Aunque libérrimos, en escena los The Cure son fuertes y afiatados. Nos recuerdan a la cristalina ejecución de Talk Talk en la cima del Montreux Jazz Festival, allá por 1986. Todos los instrumentos se ensamblan con una maestría delicada y arrolladora. Ubicado a la diestra del frontman, en la palestra de Troxy 2024, mención aparte merece Perry Bamonte, quien permaneció soberbio y discreto desde su teclado, alternando con su guitarra y bajo, durante toda la velada. Sin alardes, añadió detalles que embellecieron el paisaje sonoro de la banda británica. Es el único miembro del team Smith que no participó en la grabación de «Songs of a Lost World» porque ha retornado recién en 2022 después de haber sido expulsado por un inescrutable Robert en 2005, quien movió fichas sin explicaciones más de una vez.

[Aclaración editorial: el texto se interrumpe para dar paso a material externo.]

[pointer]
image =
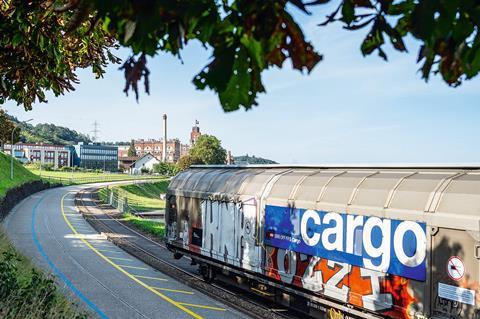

Y aquí están todos otra vez, con su impronta pop que les permite ahora cerrar todas las compuertas, asegurar los velos y transmitir preguntas crípticas y manifestaciones del desasosiego.
Solitarios y finales
En efecto, el último disco de The Cure no está diseñado para desovar hits en las radios, aunque discurre veloz por los cauces del streaming. Constituye más bien un placer solitario, culposo, que de extrañas maneras conecta a multitudes ubicuas. No alcanza, eso sí, para levantar de los asientos en las fiestas ni encender los ánimos los viernes signados para enamorarnos. «Songs of a Lost World» exige más bien una atmósfera privada, el retorno a nosotros mismos (solitarios son los actos del hombre). «La soledad era fría, es cierto, pero también era tranquila, maravillosamente tranquila y grande, como el tranquilo espacio frío en el que se mueven las estrellas», nos advertía Hesse. Y desde «Alone», su primer single, The Cure ha vuelto para interpelarnos: solos, heridos por el tiempo, observando aquellas estrellas desde nuestros propios telescopios.
El señor Smith juega a despedirse, asaltado por una vejez que lo abraza desde muy joven. Rebosante aún de salud, pero con el corazón desgarrado y demasiado consciente de los estragos del tiempo, tantea un adiós definitivo con «Songs of a Lost World». Roberto es el amigo entrañable que anuncia que se va, pero asoma todavía tantas veces. Ha prometido una trilogía: dos álbumes más que se sumarían a esta estela de su paso atronador y a la vez delicado por la Tierra, antes de cumplir 70 años de edad y cinco décadas en la música. «No entres dócilmente en esa buena noche», alienta Dylan Thomas desde 1951 y The Cure atiende hoy perfectamente al llamado de aquel poeta que también inspiró una de sus antiguas canciones. «Enfurécete, enfurécete ante la muerte de la luz», aguijonea otra vez el bardo. Eso hacen Robert Smith y compañía, deliran y arden: son una estrella supernova que se niega a extinguirse sin dar la más sublime de las peleas. Asistimos a su último fuego.